Shareholders have seen some nice pre-Christmas gains in Sirius XM Holdings Inc. (NASDAQ: SIRI) and Pandora Media Inc. (NYSE: P), but for very different reasons.
On Wednesday the Copyright Royalty Board raised the amount that Internet music streaming services like Pandora must pay to record labels going forward. The panel of copyright judges set the rate for free streaming services to 17 cents per hundred plays, which is up from 14 cents. For paid subscription services, the rate fell from 25 cents to 22. Both rates will rise with inflation through 2020, as the decision sets rates for non-interactive services like Pandora, iHeart Radio and SiriusXM for the next five years.
Pandora hailed the ruling as “balanced” and CEO Brian McAndrews said in a statement that the increase was one the company “can work with and grow from.”

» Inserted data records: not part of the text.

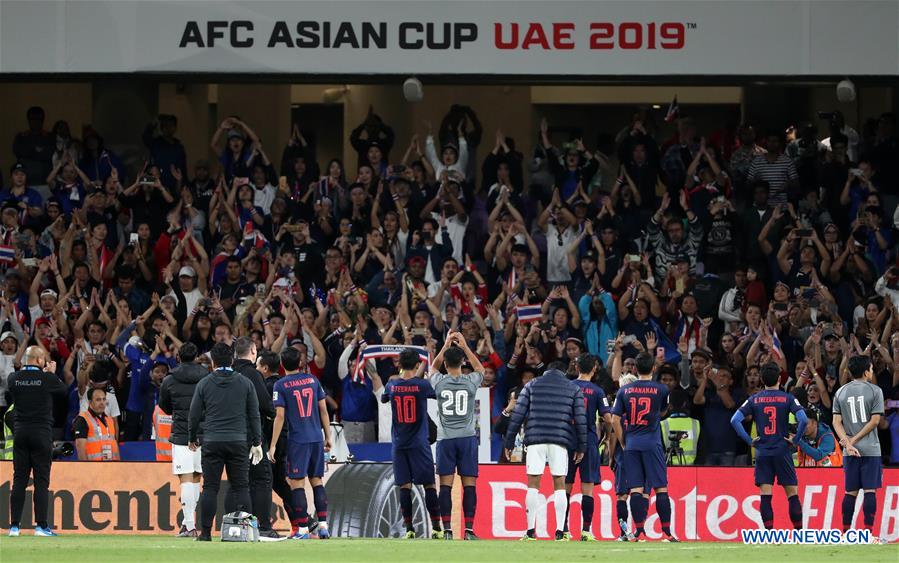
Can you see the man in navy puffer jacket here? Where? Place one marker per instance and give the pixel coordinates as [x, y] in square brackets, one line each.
[553, 413]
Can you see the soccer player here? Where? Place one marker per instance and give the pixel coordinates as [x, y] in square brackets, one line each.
[299, 398]
[770, 409]
[617, 449]
[595, 402]
[412, 459]
[546, 407]
[642, 404]
[457, 440]
[857, 408]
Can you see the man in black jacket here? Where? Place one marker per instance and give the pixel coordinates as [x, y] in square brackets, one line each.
[175, 395]
[226, 404]
[546, 407]
[33, 390]
[261, 473]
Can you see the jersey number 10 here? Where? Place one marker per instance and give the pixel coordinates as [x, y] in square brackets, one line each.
[405, 409]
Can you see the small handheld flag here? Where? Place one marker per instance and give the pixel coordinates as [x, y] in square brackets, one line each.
[7, 253]
[673, 111]
[382, 351]
[528, 313]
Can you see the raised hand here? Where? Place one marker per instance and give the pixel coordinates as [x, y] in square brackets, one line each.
[651, 340]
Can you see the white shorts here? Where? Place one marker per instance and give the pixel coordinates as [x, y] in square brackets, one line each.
[538, 455]
[185, 461]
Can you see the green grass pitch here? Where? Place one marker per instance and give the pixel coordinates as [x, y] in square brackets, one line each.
[124, 549]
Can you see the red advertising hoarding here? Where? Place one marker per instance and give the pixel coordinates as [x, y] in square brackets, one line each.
[708, 503]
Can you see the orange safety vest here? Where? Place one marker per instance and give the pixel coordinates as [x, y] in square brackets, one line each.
[162, 428]
[835, 459]
[101, 439]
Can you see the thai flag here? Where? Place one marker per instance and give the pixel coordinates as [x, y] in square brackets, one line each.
[7, 253]
[513, 280]
[382, 351]
[528, 313]
[673, 111]
[777, 349]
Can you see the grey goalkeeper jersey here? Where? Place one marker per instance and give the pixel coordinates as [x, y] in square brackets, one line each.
[456, 404]
[856, 402]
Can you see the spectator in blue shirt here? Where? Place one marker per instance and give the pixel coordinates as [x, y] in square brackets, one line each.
[718, 398]
[880, 237]
[29, 201]
[166, 151]
[67, 183]
[358, 407]
[97, 162]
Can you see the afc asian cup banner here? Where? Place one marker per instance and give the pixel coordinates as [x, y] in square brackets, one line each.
[452, 37]
[707, 503]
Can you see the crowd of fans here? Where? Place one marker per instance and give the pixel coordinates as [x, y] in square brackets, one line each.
[716, 250]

Tuesday morning, SiriusXM announced that Howard Stern had signed an agreement to continue his satellite radio show for another five years. As part of the deal, Sirius and Stern also signed a 12-year deal that licenses to the satellite radio firm Stern’s audio and video library built up over a 30-year career.
There were rumors that Stern would move to Apple Music or Netflix, or even produce his own podcasts, instead of continuing with SiriusXM. But the satellite radio company needs him a lot more than he needs them, and so the deal got done.
Shares of Pandora rose almost 21% in after-hours trading on Wednesday to $16.25. Their 52-week range is $11.39 to $22.60, and the analysts’ consensus price target is $18.76.
SiriusXM shares popped more than 3% on news of the deal, ending a recent slide in the stock. Shares closed at $4.09 on Wednesday and were down fractionally in Thursday’s premarket. They have traded between $3.31 and $4.20 in the past year, and the consensus target price is $4.70.